You Might Have to Pay "Green Tax" Now When You Travel to Uttarakhand


(c) Cox and Kings

Photo of You Might Have to Pay "Green Tax" Now When You Travel to Uttarakhand by Samarth Arora

Climate change is a real issue and we are beginning to realise the seriousness of the situation. While authorities all over the world are planning various initiatives, here in India, the Uttarakhand government has come up with the "green tax" scheme. All tourists coming to the state may soon have to pay an area-specific tax that would be pre-decided by all urban local bodies in the state. This tax may vary from one zone to another. The funds collected as "green tax" will then be put to use for the area’s development, restoration and other climate-friendly drives.

The move comes in the wake of the recent Gupta family wedding in Auli that was a classic example of the exploitation that these gorgeous valleys face at the hands of irresponsible tourists.

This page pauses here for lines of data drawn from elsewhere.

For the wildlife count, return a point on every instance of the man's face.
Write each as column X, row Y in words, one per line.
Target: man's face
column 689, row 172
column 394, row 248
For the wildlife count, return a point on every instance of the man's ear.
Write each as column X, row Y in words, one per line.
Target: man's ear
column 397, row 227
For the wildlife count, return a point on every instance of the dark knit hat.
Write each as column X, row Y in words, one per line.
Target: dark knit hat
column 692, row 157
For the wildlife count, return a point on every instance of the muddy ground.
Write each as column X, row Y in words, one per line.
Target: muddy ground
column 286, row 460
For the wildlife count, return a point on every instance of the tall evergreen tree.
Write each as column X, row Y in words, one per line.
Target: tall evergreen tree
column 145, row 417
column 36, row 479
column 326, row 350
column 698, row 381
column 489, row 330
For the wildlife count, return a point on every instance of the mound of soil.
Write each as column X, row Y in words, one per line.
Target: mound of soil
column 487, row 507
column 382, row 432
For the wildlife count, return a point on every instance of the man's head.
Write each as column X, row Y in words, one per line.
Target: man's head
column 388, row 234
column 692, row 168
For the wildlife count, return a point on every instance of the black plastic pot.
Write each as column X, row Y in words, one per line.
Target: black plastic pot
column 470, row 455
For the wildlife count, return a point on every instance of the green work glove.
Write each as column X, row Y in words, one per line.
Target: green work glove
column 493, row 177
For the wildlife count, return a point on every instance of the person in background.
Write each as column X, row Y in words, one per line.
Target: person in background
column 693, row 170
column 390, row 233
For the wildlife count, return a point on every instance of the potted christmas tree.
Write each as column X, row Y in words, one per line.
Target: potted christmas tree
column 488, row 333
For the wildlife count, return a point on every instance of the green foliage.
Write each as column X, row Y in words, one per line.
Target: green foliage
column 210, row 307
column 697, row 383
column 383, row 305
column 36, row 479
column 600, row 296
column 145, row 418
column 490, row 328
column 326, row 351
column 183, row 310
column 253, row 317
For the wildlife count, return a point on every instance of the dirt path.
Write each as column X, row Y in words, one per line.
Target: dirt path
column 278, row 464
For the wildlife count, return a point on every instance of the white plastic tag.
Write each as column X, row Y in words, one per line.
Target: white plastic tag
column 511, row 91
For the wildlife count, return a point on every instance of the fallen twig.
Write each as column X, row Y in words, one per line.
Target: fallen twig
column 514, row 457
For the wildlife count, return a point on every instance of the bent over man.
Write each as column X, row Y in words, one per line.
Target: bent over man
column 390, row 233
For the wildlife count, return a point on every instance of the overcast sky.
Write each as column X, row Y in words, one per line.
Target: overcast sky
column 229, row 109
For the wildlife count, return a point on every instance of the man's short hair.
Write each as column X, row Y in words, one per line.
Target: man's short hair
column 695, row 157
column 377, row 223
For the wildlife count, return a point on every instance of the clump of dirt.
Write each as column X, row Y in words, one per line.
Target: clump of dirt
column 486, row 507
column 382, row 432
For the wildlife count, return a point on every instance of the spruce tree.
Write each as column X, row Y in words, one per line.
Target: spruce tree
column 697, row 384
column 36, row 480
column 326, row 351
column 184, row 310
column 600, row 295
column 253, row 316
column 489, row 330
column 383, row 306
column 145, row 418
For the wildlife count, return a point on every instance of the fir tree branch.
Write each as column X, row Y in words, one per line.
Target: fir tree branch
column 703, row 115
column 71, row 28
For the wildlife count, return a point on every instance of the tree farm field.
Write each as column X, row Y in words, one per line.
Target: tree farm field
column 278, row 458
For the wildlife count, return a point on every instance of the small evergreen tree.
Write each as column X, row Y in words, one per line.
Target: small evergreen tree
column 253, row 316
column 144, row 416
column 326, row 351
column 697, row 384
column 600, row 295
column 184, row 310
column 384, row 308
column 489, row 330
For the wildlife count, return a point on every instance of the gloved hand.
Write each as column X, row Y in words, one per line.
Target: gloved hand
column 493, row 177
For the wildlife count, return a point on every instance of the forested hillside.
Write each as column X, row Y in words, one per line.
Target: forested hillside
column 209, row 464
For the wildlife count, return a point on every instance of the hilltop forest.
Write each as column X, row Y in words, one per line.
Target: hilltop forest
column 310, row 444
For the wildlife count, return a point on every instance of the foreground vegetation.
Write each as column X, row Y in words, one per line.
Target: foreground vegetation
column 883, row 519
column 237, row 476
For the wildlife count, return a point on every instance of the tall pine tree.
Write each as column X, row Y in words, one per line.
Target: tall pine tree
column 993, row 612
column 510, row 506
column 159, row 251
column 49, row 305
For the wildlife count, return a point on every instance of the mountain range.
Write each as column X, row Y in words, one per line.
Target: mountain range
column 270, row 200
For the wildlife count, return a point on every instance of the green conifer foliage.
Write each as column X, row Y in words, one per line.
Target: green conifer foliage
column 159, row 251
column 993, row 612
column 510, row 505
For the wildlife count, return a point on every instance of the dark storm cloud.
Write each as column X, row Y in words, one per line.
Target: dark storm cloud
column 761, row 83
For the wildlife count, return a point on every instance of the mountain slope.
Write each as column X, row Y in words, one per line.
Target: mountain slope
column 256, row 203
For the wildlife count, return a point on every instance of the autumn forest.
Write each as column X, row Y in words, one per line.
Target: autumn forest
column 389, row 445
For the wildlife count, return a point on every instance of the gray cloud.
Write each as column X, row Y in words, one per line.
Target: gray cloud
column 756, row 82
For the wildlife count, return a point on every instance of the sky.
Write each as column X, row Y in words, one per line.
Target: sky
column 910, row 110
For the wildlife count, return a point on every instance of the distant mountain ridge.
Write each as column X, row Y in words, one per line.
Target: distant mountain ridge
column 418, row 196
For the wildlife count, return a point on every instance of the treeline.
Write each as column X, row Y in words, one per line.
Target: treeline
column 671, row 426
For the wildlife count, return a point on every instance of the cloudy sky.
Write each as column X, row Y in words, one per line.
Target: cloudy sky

The state officials had fined the Gupta family of South Africa heavily for littering and open-defecation during the lavish weddings of their sons.

The wedding worth 200-crore generated about 32,000 kg waste. According to reports, the officials declared that it was high time these ecologically sensitive areas were taken care of and that the damage was paid for. A bill of Rs 8.14 lakh has been issued for collecting the garbage left behind after the weddings and soon, all tourists will have to pay for the maintenance on their part.

Uttarakhand Tourism is one of the leading sources of economy for the state, as it is rich in pilgrimage destinations, wildlife tourism, and adventure activities. Latest reports by the Associated Chambers of Commerce and Industry (ASSOCHAM) suggest that a massive 2.25 crore domestic and 1.1 lakh foreign tourists visited the state in 2015. To tackle over-tourism, the Uttarakhand High Court asked the Uttarakhand Government in August 2018 to limit the number of tourists visiting the hills to 200 at any given time.

Uttarakhand has faced the wrath of natural calamities before, with the unprecedented Himalayan floods in 2013 leaving a prominent impact. The flash floods triggered by heavy rains in June 2013 had a death toll of over 4,000 across five districts. The long due attention is finally on the ever-suffering lands of Uttarakhand, though many careless tourists continue to hamper the prosperity with their casual attitude. It is only a matter of time before the "green tax" comes into implementation and for now, it seems to bring a sigh of relief to the affected residents who deal with the aftereffects.